Everything I can find in linq for aggregation has a "group by" clause. How would I write this query in LINQ? I have a list of date-value pairs, and I want to take the average of the values.

SELECT AVG(MySuff.Value) AS AvgValue FROM MyStuff

Regards, Alan.

+4  A: 

morning Alan:

int count = (from a in myContext.MyStuff
            select a).Count();

Assuming myContext is the DataContext.

Note that is gives you immediate execution, which you may not want.

You could instead store the results of the query in a var:

var allResults = from a in myContext.MyStuff
                 select a;

//sometime later when needed
int count = allResults.Count(); // executes the SQL query now!
Alan
Sorry, I didn't realize my question wasn't specific enough. I'm going to re-word it a little. thanks anyway.
AlanR
And you owe me a beer for taking the name "Alan" :)
AlanR
Sorry! Had Alan been taken, AlanR would have been my next choice ;)
Alan
+1  A: 

It should be noted that Alan's LINQ code will yield exactly AlanR's SQL code, despite the fact that you might guess otherwise.

However, care should be exercised here. If it were written as:

var q = from a in MyStuff select a;
int count = q.count();
foreach(MyStuff m in q) {...}

Then that will generate two DB queries : the first as "select count(*)..." and the second as "select * ...."

James Curran
+2  A: 

There are plenty of non-grouping aggregation operators in LINQ. Alan's answer shows you the Count operator, but MSDN lists others.

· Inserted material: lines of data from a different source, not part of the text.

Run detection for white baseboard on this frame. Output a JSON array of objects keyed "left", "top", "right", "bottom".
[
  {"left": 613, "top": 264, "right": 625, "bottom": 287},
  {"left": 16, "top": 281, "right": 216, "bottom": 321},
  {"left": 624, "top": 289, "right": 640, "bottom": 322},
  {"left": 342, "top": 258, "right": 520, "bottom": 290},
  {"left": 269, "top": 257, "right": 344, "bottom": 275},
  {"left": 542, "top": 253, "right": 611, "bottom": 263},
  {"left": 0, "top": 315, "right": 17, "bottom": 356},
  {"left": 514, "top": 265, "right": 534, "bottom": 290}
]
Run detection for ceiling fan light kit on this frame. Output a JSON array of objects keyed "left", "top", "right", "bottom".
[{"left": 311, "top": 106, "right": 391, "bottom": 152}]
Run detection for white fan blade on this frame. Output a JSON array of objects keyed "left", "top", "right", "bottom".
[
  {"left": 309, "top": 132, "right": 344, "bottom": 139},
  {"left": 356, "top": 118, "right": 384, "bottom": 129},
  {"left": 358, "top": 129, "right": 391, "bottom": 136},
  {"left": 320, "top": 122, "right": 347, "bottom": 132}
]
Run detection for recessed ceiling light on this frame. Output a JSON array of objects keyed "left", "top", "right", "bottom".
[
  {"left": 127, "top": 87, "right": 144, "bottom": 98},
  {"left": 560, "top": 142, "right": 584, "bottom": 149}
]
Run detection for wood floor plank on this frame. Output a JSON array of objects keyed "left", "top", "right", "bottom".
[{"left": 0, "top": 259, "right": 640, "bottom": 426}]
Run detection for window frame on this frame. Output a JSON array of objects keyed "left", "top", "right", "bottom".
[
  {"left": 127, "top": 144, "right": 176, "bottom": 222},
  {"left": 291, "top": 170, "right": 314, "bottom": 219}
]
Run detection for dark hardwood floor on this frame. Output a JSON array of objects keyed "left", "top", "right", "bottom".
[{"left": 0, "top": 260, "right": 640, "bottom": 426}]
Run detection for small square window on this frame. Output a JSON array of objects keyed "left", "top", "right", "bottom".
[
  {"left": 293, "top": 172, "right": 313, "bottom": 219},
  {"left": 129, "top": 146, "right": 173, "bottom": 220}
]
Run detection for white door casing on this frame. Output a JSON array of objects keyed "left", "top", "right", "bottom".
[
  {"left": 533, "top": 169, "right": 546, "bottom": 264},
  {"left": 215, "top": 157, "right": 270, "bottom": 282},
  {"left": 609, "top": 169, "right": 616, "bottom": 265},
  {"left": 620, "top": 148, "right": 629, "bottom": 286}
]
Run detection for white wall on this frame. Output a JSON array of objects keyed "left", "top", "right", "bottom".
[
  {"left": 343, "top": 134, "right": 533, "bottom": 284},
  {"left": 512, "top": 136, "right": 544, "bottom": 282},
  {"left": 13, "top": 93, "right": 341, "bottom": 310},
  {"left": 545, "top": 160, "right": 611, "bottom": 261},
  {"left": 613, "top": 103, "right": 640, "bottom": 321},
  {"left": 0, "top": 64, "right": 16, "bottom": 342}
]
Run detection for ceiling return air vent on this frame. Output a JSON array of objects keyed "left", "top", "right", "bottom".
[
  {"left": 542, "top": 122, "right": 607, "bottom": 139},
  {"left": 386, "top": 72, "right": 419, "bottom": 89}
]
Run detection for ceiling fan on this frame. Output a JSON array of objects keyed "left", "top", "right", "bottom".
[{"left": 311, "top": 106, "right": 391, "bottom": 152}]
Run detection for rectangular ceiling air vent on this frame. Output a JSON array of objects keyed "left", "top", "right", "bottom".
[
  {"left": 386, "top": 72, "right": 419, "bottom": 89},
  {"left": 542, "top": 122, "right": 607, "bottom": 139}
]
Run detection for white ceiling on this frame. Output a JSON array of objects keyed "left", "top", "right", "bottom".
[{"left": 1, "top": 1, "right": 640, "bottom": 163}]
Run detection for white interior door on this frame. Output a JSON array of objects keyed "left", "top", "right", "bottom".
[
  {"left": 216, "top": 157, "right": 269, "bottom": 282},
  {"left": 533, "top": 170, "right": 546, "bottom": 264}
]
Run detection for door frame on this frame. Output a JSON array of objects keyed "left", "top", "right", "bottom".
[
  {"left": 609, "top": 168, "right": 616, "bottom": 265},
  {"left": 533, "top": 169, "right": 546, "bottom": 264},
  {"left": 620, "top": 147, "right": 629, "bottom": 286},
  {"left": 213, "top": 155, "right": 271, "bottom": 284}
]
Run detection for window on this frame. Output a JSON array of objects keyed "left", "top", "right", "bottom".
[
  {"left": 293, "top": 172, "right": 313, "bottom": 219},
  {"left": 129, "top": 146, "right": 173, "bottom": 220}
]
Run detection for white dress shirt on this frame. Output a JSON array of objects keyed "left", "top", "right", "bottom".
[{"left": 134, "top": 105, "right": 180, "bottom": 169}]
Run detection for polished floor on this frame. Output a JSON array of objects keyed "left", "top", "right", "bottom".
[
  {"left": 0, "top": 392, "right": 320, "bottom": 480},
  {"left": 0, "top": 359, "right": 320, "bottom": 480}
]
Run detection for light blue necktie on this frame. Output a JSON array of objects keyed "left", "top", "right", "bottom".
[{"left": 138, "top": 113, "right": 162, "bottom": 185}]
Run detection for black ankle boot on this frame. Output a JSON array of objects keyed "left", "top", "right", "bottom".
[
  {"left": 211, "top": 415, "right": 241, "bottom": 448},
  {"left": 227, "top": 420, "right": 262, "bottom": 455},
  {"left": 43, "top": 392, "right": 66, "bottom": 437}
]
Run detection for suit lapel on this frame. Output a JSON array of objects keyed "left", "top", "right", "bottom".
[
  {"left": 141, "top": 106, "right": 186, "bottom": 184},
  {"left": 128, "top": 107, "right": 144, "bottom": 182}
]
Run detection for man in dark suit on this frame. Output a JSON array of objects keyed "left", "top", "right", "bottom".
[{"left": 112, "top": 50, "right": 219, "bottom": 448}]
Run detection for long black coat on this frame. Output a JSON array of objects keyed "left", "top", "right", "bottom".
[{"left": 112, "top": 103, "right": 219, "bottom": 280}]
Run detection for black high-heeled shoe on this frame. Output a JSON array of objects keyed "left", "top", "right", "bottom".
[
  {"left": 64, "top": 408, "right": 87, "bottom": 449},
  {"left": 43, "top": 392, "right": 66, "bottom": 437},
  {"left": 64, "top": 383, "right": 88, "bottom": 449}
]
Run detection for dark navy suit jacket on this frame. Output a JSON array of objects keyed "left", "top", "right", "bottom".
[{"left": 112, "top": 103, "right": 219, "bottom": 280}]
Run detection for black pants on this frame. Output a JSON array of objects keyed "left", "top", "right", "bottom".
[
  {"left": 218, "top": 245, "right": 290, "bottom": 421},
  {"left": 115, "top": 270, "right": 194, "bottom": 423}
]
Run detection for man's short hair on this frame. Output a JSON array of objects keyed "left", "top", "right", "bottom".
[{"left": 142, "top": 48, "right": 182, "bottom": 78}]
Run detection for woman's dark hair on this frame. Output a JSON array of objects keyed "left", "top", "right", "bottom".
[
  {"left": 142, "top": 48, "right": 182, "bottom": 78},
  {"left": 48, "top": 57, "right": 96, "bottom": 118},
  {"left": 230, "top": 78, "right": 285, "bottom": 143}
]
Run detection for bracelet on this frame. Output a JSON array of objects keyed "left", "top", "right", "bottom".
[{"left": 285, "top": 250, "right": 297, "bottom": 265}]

EDIT: Having seen your edit, it looks like you want the Average operator.

Jon Skeet
+1  A: 

The answer to modified example (I believe) is:

var average = (from a in MyStuff
              select a.Value).Average();
Alan
I would personally avoid the query expression in that case, and just use: var average = MyStuff.Average(a => a.Value).
Jon Skeet
A: 

Thank you all for the help. Here is what I settled on, which works.

(from s in series select s).Average( a => a.Value )

Regards, Alan...R

AlanR
Your query expression probably isn't doing anything useful. Try just s.Average(a => a.Value)
Jon Skeet
What Jon Skeet meant was `series.Average(a => a.Value)`.
Timwi
+1  A: 

A bit sorter

pairs.Average(a=>a.Value)   

If there's no join, group or let, Query Expressions (from ...) are not worth in my opinion.